As a major employer in a depressed part of New York City, Wedtech enjoyed a strong local reputation and was even praised by then U.S. President Ronald Reagan for the jobs it provided for those who might otherwise be forced onto welfare rolls. Mariotta was praised as the Small Business Owner of the Year by the U.S. Small Business Administration.

Wedtech had won many of its defense contracts without competitive bidding under a Small Business Administration program that gave preference to minority-owned businesses, despite the fact that Fred Neuberger, not a member of any government recognized minority, owned a majority of the company's stock, thus disqualifying Wedtech as a minority-owned business. To keep Neuberger's controlling ownership secret, the company committed fraud, forging papers that claimed Mariotta was still the primary owner of the company.

When Wedtech went public, it gave shares of stock to law firms (as payment for legal services), including Squadron, Ellenoff, Plesent & Sheinfeld. Some of the law firms employed members or relatives of members of the U.S. House of Representatives, including Bronx Congressmen Mario Biaggi and Robert Garcia. Both would later resign their seats due to their roles in the scandal and were subsequently jailed, as were State Senators Clarence Mitchell III and Michael Bowen Mitchell of Maryland. With undisclosed holdings in Wedtech, they used their positions to help Wedtech win federal work.

Another key figure in the scandal was Paul Castellano's first cousin, Maj. General Vito J. Castellano who occupied key capitol positions in Albany, such as the former commander of the New York National Guard during Governor Mario Cuomo's administration.

Vito Castellano pled guilty to state charges of tax evasion in connection with payments from the Wedtech Corporation. Indicted on charges of bribing Mr. Castellano was Bernard G. Ehrlich, whom Castellano had promoted to commanding officer of the 42nd Infantry Division of the National Guard.

Wedtech then began extending its reach to the White House, utilizing President Reagan's press secretary, Lyn Nofziger, to contact public liaison officer (and future Senator) Elizabeth Dole. Through Dole, Wedtech won a $32 million contract to produce small engines for the United States Army. This was only the first of many no-bid deals that eventually totaled $250 million.

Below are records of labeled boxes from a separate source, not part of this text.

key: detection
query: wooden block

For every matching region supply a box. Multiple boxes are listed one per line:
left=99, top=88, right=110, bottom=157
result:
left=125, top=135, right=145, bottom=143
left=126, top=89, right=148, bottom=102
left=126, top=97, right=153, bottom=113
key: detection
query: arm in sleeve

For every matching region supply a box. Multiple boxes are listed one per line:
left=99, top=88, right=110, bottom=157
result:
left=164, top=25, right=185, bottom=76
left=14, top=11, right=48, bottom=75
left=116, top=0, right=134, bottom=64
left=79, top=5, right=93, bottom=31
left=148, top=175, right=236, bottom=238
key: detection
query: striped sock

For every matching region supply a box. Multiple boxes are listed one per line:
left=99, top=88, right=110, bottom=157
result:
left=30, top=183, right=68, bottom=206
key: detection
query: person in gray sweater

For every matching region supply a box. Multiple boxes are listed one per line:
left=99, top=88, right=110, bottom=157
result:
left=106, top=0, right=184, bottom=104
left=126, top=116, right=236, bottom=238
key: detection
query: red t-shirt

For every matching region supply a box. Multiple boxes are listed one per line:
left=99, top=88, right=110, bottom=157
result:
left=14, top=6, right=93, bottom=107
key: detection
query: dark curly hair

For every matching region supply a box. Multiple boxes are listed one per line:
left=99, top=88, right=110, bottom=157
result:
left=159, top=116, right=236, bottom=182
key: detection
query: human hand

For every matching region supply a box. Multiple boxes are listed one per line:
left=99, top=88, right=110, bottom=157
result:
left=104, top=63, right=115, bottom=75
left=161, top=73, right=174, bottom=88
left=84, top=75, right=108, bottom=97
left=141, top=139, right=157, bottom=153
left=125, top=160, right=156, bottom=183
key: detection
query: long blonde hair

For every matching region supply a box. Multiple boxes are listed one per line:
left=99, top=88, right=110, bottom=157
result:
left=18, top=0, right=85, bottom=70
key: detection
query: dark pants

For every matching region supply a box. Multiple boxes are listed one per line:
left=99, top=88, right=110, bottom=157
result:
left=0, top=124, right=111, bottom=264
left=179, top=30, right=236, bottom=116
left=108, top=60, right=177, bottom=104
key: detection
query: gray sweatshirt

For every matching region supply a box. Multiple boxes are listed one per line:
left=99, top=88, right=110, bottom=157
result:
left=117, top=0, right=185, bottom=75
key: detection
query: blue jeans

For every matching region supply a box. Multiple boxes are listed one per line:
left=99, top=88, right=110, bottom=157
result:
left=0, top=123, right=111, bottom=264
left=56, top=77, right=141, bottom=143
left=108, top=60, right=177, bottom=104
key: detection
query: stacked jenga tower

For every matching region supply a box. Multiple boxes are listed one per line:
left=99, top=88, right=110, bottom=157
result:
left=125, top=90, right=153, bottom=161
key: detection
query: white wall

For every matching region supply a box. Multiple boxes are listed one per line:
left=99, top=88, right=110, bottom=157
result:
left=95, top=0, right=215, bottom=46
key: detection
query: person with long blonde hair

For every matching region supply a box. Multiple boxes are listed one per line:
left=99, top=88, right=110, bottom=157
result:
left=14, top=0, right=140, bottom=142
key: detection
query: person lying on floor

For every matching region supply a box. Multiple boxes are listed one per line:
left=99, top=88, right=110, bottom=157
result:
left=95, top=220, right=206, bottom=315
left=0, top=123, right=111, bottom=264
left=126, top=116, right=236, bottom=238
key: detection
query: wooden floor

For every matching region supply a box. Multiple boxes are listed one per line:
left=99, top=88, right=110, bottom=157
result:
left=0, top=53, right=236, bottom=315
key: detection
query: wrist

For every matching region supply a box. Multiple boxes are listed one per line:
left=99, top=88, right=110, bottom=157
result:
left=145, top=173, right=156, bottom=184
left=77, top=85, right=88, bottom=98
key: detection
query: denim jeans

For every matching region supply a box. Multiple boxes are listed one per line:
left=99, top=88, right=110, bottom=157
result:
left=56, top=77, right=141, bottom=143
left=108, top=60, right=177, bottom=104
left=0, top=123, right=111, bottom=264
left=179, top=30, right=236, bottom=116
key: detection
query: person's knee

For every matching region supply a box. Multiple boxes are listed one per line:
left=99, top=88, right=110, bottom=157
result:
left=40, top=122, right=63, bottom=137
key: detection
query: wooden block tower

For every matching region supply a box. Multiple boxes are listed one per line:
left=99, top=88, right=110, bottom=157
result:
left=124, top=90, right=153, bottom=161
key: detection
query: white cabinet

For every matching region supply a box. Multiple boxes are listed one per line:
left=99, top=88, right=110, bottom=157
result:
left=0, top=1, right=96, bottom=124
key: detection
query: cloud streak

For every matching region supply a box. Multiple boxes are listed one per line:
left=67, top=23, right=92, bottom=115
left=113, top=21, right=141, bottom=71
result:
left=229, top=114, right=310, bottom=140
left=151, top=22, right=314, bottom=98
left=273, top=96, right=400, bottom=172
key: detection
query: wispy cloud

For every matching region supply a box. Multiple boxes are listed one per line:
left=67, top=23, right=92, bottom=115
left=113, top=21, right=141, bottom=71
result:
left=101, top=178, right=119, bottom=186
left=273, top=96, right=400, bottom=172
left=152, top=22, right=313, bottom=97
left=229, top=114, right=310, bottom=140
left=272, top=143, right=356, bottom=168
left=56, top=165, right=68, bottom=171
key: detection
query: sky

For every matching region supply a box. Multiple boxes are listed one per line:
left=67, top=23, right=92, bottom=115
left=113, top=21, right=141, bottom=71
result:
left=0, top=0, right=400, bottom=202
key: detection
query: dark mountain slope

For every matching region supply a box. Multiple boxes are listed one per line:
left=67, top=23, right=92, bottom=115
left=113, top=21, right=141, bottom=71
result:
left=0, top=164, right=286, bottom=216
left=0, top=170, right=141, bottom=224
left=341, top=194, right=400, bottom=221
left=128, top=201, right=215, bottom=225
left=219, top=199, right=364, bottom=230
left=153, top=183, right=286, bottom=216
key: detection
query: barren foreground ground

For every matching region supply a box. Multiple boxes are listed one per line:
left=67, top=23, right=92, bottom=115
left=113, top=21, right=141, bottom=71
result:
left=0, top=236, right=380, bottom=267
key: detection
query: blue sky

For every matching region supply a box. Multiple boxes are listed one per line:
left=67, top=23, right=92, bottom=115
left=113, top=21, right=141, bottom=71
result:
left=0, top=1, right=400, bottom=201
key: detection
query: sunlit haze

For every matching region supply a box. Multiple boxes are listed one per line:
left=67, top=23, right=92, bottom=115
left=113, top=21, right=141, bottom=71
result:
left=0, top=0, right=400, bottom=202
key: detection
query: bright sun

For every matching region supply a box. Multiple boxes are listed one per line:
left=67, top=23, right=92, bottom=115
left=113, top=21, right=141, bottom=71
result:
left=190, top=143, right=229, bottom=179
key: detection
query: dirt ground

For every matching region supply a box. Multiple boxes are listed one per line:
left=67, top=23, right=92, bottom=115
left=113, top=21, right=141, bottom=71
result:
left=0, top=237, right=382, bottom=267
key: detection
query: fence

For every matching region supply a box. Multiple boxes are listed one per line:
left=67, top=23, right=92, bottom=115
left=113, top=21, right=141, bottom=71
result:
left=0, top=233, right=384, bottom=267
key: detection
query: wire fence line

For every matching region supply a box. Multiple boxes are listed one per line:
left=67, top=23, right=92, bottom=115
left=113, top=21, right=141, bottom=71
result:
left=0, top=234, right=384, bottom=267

In 1985, Edwin Meese invested in stock with a Wedtech consultant.

In 1987, a Manhattan Court issued indictments for Mario Biaggi, Stanley Simon, and Peter P. Neglia.

By the final years of Reagan's second term, Wedtech's crimes had become too numerous to hide. An independent counsel was appointed by Congress, which later charged Attorney General Edwin Meese with complicity in the scandal (his close friend had worked as a lobbyist for the company and sought help from Meese on Wedtech contract matters). While Meese was never convicted of any wrongdoing, he resigned in 1988 when the independent counsel delivered the report on Wedtech.

Independent counsel James McKay never prosecuted or sought indictment of Meese, but in his official report, which is still confidential, he was highly critical of Meese's ethics and urged further investigation of Meese's role in that scandal and others (such as Meese's efforts to help Bechtel Corporation build an oil pipeline for Saddam Hussein's Iraq).

In all, more than 20 state, local, and federal government officials were convicted of crimes in connection to the scandal. Some of these convictions, however, were reversed on appeal in 1991 when it was found that Anthony Guariglia, former Wedtech president and a star government witness, had committed perjury, and that the prosecutors had reason to know he was committing perjury. Guariglia had been convicted of lying about stopping his compulsive gambling, and an appeals court found that the jury would have likely discredited his testimony if it had known about the perjury.